Here We Go Again

A notification of the intent to re-implement the Pre-Claim Review process is being published today in the Federal Register.  The purpose, as stated in the notice, is to develop and improve methods to investigate and prosecute fraud in the home healthcare services.  In other words, Medicare wants you to send them evidence before you are even suspected of a crime. At its onset, agencies in Illinois, Ohio, Florida, North Carolina and Texas with the option to expand.

If there was even a chance that this burdensome, intrusive and expensive process would serve its stated process, my objections might not be so strong (but maybe they would).  Assuming that this process involves collecting the same information as the 2016/2017 demonstration, it is not likely identify or help in the prosecution of fraud.

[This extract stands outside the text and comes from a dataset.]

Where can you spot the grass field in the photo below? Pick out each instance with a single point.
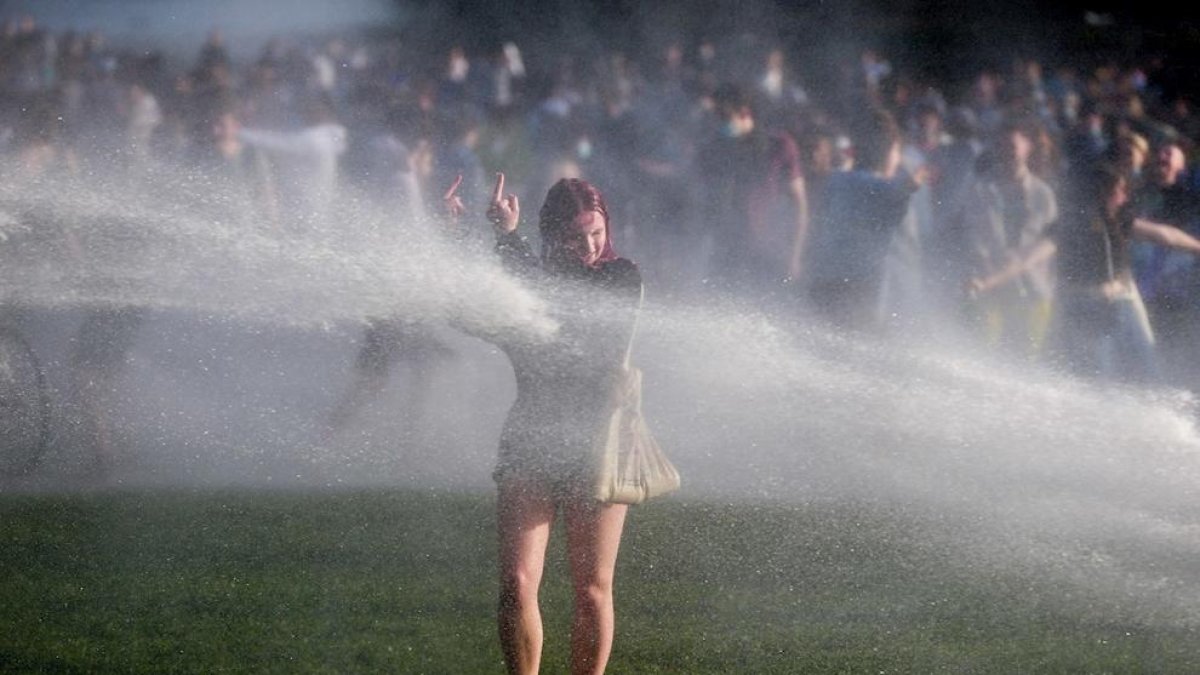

For those of you unfamiliar with the process, agencies had to gather and submit eligibility information for patients and submit it prior to billing the final claim.  (Palmetto GBA’s Guide to PCR submission) What’s even more amazing is that the United States Congress agrees with me.   

Here’s what they wrote in the Final Rule for the 2015 PPS update:

Each year, the CMS’ Office of Financial Management (OFM), under the Comprehensive Error Rate Testing (CERT) program, calculates the Medicare Fee-for-Service (FFS) improper payment rate. For the FY 2013 report period (reflecting claims processed between July 2011 and June 2012), the national Medicare FFS improper payment rate was calculated to be 10.1 percent.  For that same report period, the improper payment rate for home health services was 17.3 percent, representing a projected improper payment amount of approximately $3 billion.  The improper payments identified by the CERT program represent instances in which a health care provider fails to comply with the Medicare coverage and billing requirements and are not necessarily a result of fraudulent activity.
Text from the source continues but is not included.